To make maximum use of the sun, I build my compost in an open, north-facing spot, incorporating animal manure, kelp and pine needles into the ‘brown’ carbon layers, and then pile on lashings of fresh, green, garden waste and lawn clippings.

Once I have a free-standing cubic metre sized pile, I water it well, cover it with a double layer of cardboard, and top it off with a covering of old carpet to lock in the heat.

If time permits, over the coming weeks, I’ll turn the pile a couple of times. If time is short – the maturing compost looks after itself. In a couple of months, when the heat has died down, I remove the covering and move the compost into open bags in the shed to protect it from the rain while it matures

Sow me now 

Flowers: Amaranth, cleome, cosmos,
crimson clover, nasturtium, phacelia,
stock, sunflower.
Herbs: Angelica, basil, borage, chives,
lemon balm, oregano.
Veges: Beans (all varieties), beetroot,
broccoli, cabbage, carrot, cauliflower,
courgette, lettuce, parsnip, potato,
pumpkin (cooler regions), radish,
sweetcorn, NZ yam, yacon.

Healthy herbs

It can be nerve-racking to go without synthetic fertilisers for the first time. Will lettuces really have the nitrogen they need? Can kelp load your tomatoes with the potassium they crave? I remember having these concerns when I first gave up using crumbly chemicals from plastic bags.
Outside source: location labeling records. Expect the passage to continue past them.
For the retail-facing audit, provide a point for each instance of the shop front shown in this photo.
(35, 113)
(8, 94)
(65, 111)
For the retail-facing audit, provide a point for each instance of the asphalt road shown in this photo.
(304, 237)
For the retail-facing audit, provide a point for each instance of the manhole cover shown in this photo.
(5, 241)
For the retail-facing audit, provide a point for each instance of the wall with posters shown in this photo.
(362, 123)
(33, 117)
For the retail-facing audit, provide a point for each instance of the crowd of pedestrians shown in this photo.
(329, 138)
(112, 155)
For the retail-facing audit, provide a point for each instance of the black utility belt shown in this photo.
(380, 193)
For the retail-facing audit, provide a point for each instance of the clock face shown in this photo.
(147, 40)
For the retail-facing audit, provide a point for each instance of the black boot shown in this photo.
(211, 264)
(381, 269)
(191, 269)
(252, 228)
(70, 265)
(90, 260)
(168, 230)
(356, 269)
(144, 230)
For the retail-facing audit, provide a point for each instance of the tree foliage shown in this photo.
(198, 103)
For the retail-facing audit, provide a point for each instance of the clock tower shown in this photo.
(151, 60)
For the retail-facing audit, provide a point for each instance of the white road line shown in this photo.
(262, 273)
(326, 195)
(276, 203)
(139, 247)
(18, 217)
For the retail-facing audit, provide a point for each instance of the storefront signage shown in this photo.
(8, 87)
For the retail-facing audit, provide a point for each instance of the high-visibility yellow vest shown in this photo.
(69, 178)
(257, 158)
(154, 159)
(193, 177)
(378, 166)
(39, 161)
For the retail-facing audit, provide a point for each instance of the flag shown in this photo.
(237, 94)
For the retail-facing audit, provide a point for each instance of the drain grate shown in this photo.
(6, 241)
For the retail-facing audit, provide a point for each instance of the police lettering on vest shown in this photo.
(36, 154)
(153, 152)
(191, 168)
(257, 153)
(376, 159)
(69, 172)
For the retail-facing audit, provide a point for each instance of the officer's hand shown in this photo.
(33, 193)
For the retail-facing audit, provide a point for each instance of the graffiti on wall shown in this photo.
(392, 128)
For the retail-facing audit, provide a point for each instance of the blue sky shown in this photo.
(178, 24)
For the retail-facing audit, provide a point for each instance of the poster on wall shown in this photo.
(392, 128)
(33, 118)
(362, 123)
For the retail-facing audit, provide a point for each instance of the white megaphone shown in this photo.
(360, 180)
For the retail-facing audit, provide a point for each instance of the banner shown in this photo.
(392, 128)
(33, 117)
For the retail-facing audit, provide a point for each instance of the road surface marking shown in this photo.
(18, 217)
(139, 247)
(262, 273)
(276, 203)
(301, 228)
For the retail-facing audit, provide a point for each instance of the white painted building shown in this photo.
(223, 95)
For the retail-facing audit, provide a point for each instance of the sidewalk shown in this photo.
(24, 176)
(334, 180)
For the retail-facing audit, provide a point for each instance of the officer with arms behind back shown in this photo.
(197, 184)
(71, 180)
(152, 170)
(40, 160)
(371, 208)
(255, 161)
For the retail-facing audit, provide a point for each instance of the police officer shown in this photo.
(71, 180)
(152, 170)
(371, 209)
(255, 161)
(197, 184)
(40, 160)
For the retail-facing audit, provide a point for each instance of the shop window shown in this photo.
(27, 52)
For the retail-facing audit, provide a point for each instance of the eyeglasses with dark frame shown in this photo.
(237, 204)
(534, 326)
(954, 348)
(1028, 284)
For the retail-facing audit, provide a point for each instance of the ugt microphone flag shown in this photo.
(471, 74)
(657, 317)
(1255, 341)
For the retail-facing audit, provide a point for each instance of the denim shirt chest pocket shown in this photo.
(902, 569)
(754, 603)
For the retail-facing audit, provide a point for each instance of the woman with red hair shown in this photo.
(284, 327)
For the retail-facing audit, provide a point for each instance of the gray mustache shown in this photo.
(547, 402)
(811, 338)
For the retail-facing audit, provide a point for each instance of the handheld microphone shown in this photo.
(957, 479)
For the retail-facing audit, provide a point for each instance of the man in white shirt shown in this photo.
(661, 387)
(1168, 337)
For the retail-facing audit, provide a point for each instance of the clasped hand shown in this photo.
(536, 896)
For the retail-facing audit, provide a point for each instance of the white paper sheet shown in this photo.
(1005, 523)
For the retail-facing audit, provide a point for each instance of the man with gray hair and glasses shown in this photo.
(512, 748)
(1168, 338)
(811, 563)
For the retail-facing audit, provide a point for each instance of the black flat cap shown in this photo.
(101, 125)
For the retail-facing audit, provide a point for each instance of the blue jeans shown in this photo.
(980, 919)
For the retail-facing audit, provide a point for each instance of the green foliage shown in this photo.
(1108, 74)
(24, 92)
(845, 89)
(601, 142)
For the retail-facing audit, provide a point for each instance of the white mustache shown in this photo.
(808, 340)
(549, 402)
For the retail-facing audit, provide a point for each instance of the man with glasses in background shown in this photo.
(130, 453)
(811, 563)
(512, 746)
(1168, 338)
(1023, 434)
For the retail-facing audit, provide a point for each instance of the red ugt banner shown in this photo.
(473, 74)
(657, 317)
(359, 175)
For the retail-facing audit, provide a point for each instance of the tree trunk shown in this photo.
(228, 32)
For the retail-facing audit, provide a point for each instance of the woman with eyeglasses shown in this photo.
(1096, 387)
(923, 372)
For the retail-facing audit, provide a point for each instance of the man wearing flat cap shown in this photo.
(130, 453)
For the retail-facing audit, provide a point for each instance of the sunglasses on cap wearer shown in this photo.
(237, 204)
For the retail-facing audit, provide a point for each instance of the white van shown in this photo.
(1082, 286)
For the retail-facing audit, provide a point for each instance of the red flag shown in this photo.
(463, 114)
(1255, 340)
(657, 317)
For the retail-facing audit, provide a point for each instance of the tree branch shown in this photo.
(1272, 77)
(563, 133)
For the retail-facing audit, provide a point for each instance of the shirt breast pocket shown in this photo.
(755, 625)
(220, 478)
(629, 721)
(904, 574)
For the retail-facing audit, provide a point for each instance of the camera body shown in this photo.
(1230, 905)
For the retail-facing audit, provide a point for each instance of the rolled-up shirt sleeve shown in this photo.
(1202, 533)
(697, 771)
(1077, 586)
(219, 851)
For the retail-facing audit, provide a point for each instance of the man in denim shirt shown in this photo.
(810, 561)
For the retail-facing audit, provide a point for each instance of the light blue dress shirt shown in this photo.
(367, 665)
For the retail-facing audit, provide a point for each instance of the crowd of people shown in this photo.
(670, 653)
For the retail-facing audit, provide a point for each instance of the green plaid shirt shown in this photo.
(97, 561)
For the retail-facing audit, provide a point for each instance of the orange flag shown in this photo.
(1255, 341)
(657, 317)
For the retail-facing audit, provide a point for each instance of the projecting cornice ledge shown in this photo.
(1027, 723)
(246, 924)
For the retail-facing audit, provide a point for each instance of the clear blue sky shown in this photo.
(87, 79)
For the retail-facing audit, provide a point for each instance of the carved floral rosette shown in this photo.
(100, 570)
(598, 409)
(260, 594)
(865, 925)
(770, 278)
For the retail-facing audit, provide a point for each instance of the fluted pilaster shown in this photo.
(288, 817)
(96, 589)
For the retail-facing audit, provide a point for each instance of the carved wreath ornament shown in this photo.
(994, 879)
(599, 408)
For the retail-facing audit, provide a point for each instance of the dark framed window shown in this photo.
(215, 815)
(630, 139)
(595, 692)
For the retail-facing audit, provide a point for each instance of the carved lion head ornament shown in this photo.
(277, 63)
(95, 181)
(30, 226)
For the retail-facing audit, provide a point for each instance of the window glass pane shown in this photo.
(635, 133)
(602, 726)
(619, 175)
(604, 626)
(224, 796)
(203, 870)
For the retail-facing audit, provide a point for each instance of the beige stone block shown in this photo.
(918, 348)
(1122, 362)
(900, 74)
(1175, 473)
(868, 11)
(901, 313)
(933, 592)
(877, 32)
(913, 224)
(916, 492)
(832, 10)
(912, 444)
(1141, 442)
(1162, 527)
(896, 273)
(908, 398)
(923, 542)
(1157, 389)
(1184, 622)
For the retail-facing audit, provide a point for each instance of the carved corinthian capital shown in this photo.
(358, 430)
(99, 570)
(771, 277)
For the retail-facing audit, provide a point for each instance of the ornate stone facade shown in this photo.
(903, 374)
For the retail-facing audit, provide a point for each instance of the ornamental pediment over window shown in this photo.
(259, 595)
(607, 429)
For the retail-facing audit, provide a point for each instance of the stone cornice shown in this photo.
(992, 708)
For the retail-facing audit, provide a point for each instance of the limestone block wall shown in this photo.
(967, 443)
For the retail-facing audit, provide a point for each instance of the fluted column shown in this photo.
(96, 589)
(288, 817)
Growing organically is about learning to trust your soil, its structure, and the microorganisms within it. Don’t be tempted to ‘cheat’ with a handful of Nitrophoska ‘just in case.’ Organic nutrients really will provide for your plants, slowly and steadily, for many weeks or months and chemical fertilisers will interfere with the ecological system and its ability to hold and convert nutrients into food for your plants.

If you must do something, mix up some liquid compost, seaweed or worm tea, and water it around the base of your plants.

Transplant me now 

Flowers: Cosmos, federation daisy,
dianthus, gerbera, goldenrod, impatiens,
marigold, phlox, snap dragons,
wallflower.
Herbs: Cat mint (Nepeta), bergamot,
horse radish, mint, kohi kohi,
lavender, parsley, tarragon.
Veges: Broccoli, cabbage, capsicum,
cauliflower, celery, cucumber, courgette,
lettuce, globe artichoke, pumpkin, silver
beet, melons, and kūmara (warmer
districts).


Diana Noonan lives in the Catlins where she grows 70 percent of her food using a variety of methods including permaculture food forest to French intensive.